Muertes ejemplares
Carlos Bardem
13 junio, 1999 02:00La primera novela de Carlos Bardem, cuya publicación recomendó el jurado del último premio Nadal, sólo tiene un defecto: en ella ha querido decir todo lo que sabe. Y el problema es que sabe mucho
para una sola novela
Muertes ejemplares, su primera novela, cuya publicación recomendó el jurado del último premio Nadal, sólo tiene un defecto: en ella ha querido el autor decir todo lo que sabe. Y el problema es que el autor sabe mucho para una sola novela.
Desde el principio, Carlos Bardem arranca dos tramas: la de Federico, un joven a punto de terminar sus estudios de Historia y reñido con el mundo, que se refugia en su trabajo de investigador en un archivo histórico. Y la de Diego, el narrador y protagonista de la divertida crónica de su vida, que transcurrió entre 1601 y 1634, con la que Federico da por casualidad.
El recurso del manuscrito encontrado no es, desde luego, muy original, como tampoco el tema lo es -abundan en la producción reciente todo tipo de miradas hacia los siglos áureos- pero el novelista es hábil para interesarnos desde muy pronto en los misterios de los hallazgos de Federico, que siente por la historia de Diego la misma fascinación que contagiará a los lectores. "Se dio cuenta de que leer […] la vida de Diego", se nos dice en la página 126, "estaba empezando a gustarle más que vivir la suya." No se le escapa al lector, tampoco, el guiño quijotesco del asunto.
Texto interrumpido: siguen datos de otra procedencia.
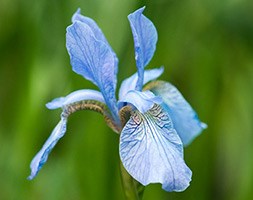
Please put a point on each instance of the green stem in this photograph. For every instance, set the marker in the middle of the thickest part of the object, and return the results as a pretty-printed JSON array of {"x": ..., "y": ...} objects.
[{"x": 133, "y": 190}]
Y si la historia de Diego entusiasma no es sólo por la riqueza de ese personaje que empieza como pícaro y termina como espadachín, ni por su magnífica ambientación, aunque todos estos elementos contribuyan, claro. Es, sobre todo, en el esfuerzo que ha hecho el autor por reconstruir el lenguaje áureo, y en los brillantes resultados que logra, donde hallaremos la fuente primera de entusiasmo. Y es que el estilo de esta parte de la novela se nos da como decía Pedro Salinas que debía darse todo, con exceso: los recursos poéticos, el humor, los arcaísmos, la verosimilitud de los diálogos... Y Bardem demuestra soltura y conocimiento suficientes como para que su estilo no nos resulte ni aburrido ni impostado.
Pero a esta trama áurea, que algo tiene de Pérez Reverte, sin por ello alejarse demasiado de Lázaro de Tormes, ni del Cervantes de las Novelas ejemplares, Bardem yuxtapone la peripecia -mucho menos interesante, a mi modo de ver- de Federico quien, después de una crisis que le aleja de su familia y de su novia, empezará a transitar los últimamente tan concurridos caminos de la novela urbana y costumbrista: la droga, la delincuencia y la autodestrucción.
Extraña mezcla, pensarán. Pues sí, lo es. Es como si el autor hubiera echado en la coctelera Los trabajos de Persiles y Sigismunda y Las historias del Kronen y hubiera agitado con convicción. Lo más formidable no son los ingredientes. Lo más formidable es que los haya ligado. Y cómo: el final de la novela es un convergir de ambas historias, un intercambiarse los papeles de los dos protagonistas, tan cercanos entre sí pese a la diferencia cronológica.
Y es que "es erróneo pensar en la Historia como unidad explicativa, como falsa es la idea de que esa explicación es un progreso único, constante y lineal", dice uno de los personajes, resumiendo la tesis de la novela.